The PS5 Pro is expected to bring a GPU with 60 CUs (64 full, 4 disabled for redundancy and higher yields) and 18GT/s GDDR6 at the same 256bit.
Rumors point to it being a mix between RDNA3 and RDNA4, or more specifically a RDNA3 architecture with the raytracing optimizations of RDNA4.
The closest RDNA3 GPU with those specs we have at the moment is the
RX 7800XT (60CU), though I think the PS5 Pro might have more conservative clocks (lower wattage available on consoles) and considering it shares memory bandwidth with the CPU, perhaps we should expect rasterization (non-raytracing) performance more similar to that of the
RX 7700XT (54 CU).
So in practice, will be looking at the performance difference between a
Radeon RX 6700 non-XT (closest to PS5) and a Radeon RX 7700XT.
The difference actually isn't enormous,
it's close to +40-60% in rasterization performance which is a far cry from the difference we saw between the PS4 and PS4 Pro.

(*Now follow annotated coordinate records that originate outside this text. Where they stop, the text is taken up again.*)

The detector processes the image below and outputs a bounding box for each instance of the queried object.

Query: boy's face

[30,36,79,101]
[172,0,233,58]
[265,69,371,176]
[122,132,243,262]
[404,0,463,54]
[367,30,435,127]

There are 2 wild cards in here, though.
The first is how much of a raytracing performance bump the RDNA4 optimizations will bring. If AMD is putting more accelerated stages in the raytracing pipeline we should expect a big boost in raytracing performance, maybe close to a RTX 3080 or RTX 4070 which have easily more than twice the raytracing performance of the PS5 in RT intensive titles.
The second is the rumor of Sony implementing a hardware-based temporal and deep-learning based upscaler that targets the same results as DLSS but with little to no overhead. A bit like they did with the hardware for checkerboarding in the PS4 Pro. This would allow the PS5 Pro to run at a lower base resolution (e.g. never rendering above 1080p for a 4K presentation) for a more aggressive upscaling, which leaves more processing headroom for the rest.